Spiles (taps) can be found at mom & pop type hardware stores. There is a lawn/garden supply in downtown Ann Arbor (5th Avenue maybe, the street that is one block west of Main St.) that has them. 

I like my pancakes swimming in the stuff, literally soggy with syrup!


----------



## Fishndude (Feb 22, 2003)

I have to admit that my favorite way to have some syrup is just to take spoonfuls while is it hot and fresh - right before I can it. It just doesn't get any better than that. I haven't had any production in the last couple days - it just hasn't been sunny. But I still am cooking the first slug of sap I got - probably have enough to can 2 pints; but I will wait until it at least makes sense to can some - a gallon or two.


----------



## dugal (Aug 17, 2006)

We tapped half a dozen a couple years ago, got about a quart that boiled down to... well, you know, not much but we were hooked. I now have 2 dozen SPILES and have identified as many nice sugar maples on my Cheboygan Co. property. With weather patterns the way they are this season when do you think a good time to start tapping would be?

Doug


----------



## kroppe (May 7, 2000)

Start now! You can't tap too early, but you can tap too late. Too early and the worst that happens is you get low amounts of sap. Too late and you get bitter sap, as the trees start to bud.


----------



## Backwoods-Savage (Aug 28, 2005)

Once the buds start to open it is time to pull the buckets!

I like to drink the syrup when it is about 3/4 done. Best tasting tea you'll ever have. 

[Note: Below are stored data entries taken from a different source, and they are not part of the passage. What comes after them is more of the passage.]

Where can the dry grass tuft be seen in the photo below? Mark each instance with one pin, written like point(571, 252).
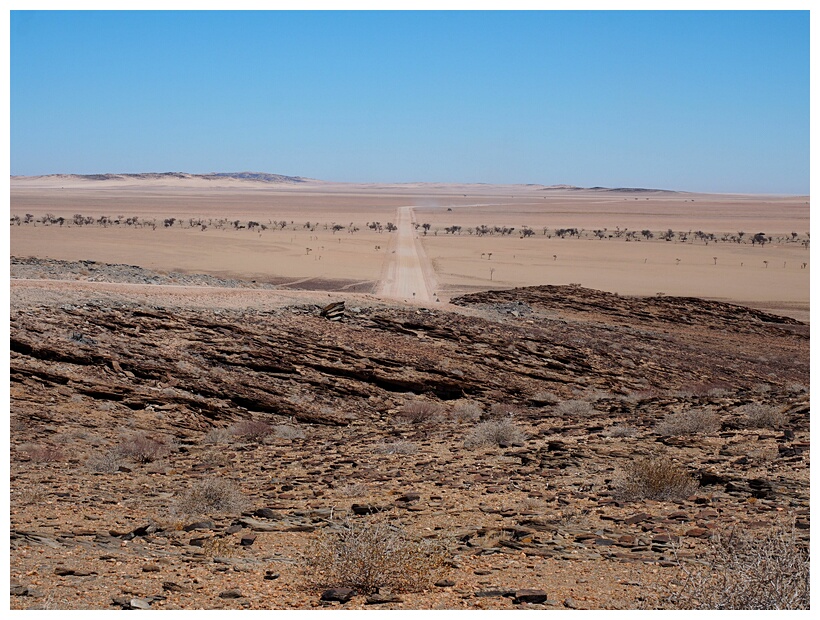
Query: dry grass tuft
point(742, 571)
point(466, 411)
point(692, 422)
point(145, 447)
point(286, 431)
point(217, 436)
point(494, 433)
point(764, 416)
point(397, 447)
point(369, 557)
point(574, 409)
point(420, 411)
point(211, 496)
point(251, 430)
point(655, 477)
point(104, 462)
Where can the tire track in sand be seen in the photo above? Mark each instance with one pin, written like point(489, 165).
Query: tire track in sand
point(408, 275)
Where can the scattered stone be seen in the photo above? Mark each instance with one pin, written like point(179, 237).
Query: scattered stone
point(380, 598)
point(570, 603)
point(367, 509)
point(266, 513)
point(140, 603)
point(342, 595)
point(231, 594)
point(495, 593)
point(530, 596)
point(199, 525)
point(247, 540)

Yes I agree that the hoses are the best thing. Years ago not many did it but it surely makes a huge difference! You don't pick up other crap, it stays out of the rain etc. A huge plus is if your land slopes so you can run the taps into a big hose with a big collector at the bottom of the hill. Saves much work.


----------



## Fishndude (Feb 22, 2003)

In order for sap to run, it has to be above freezing in the daytime, and below freezing at night. When the ground is first thawing (and is still frozen), you might get sap continuously if it stays a few degrees above freezing overnight. Once the ground thaws, if the temp stays above freezing for a couple of days, the sap will stay in the tree, and will not drip any longer. You have to get it while it is flowing upward during the daytime, and flowing back downward at night. The upward flow in the daytime is what produces a good flow.


----------



## Gander Club (Dec 31, 2004)

The tree I have tapped is running like crazy today. It's 40 to 41 degrees right now. It's time!


----------